Another springtime sunday where I find myself confined to the library, but it's mitigated by the fact it's acually more like he pacific northwest out there today and not at all springtime in Chicago (as if that can acually be defined.) So far today, I've laid out and designed a cover for Melissa Eleftherion's second book with dgp, have reseached a couple of journals I might be submitting to, and done some general writing related clerical tasks. I wanted to actually do some writing, but I'm a little scattered and chilly with A/C cranked up in here, all of which makes it hard to concentrate on any one thing.
We are going into the final week of the semester, so I have one more weekend shift next Saturday and then I have an entire summer of free weekends--well mostly, at least once June rolls around. It's been a rather swift ride since early April, so I'm looking forward to getting back to my usual routines. Since everything has been catch as catch can since winter and my ever present behindness, I'm also looking forward to getting back on track with some crafty stuff for the shop and some new more hands on visual projects.

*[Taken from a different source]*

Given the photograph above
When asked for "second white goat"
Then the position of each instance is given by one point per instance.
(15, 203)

It's also Mother's Day, and I've been watching all the posts on social media over lost mothers, the estranged mothers, the neglectful mothers and feel lucky that I actually have a pretty good relationship with mine (once I was over that teenage angst period and she was much less crazy--or maybe I was crazy and she was angsty). I also feel like more and more I am becoming my mother, not so much in the details of life, but in my attitudes and gestures. The things I find myself saying. Our lives are vastly different and I realize occasionally that at my age, she already had a teenage daughter. Two daughters. Had been married to my dad for almost 15 years. Had gone back to work after my dad was laid off. Had battled diabetes and cancer and the loss of both her parents. And yet we look the same. About ten years when I was going through an unfortunate perm phase, I had cut my darker hair a bit shorter than I was comfortable with and the resemblance was rather terrifying. (so much so that I vowed to keep it long from here on in.) As toddlers (above), we looked much the same, though her hair would darken eventually while mine stayed blonde. The crazy thing is that while I would say my sister looks infinitely more like my dad and paternal grandmother, there is also something very similar in her and I that has made people suspect we were twins on occasion (though I don't see it beyond our occasionally similar hair color exploits.) My maternal grandmother was raven-haired and slender and yet every year, my mother looks more and more like her, so I suppose maybe so do I (or at least I will twenty years from now), but again, I don't see it. Perhaps it's a little like genetic legos, different combinations, but all the same pieces.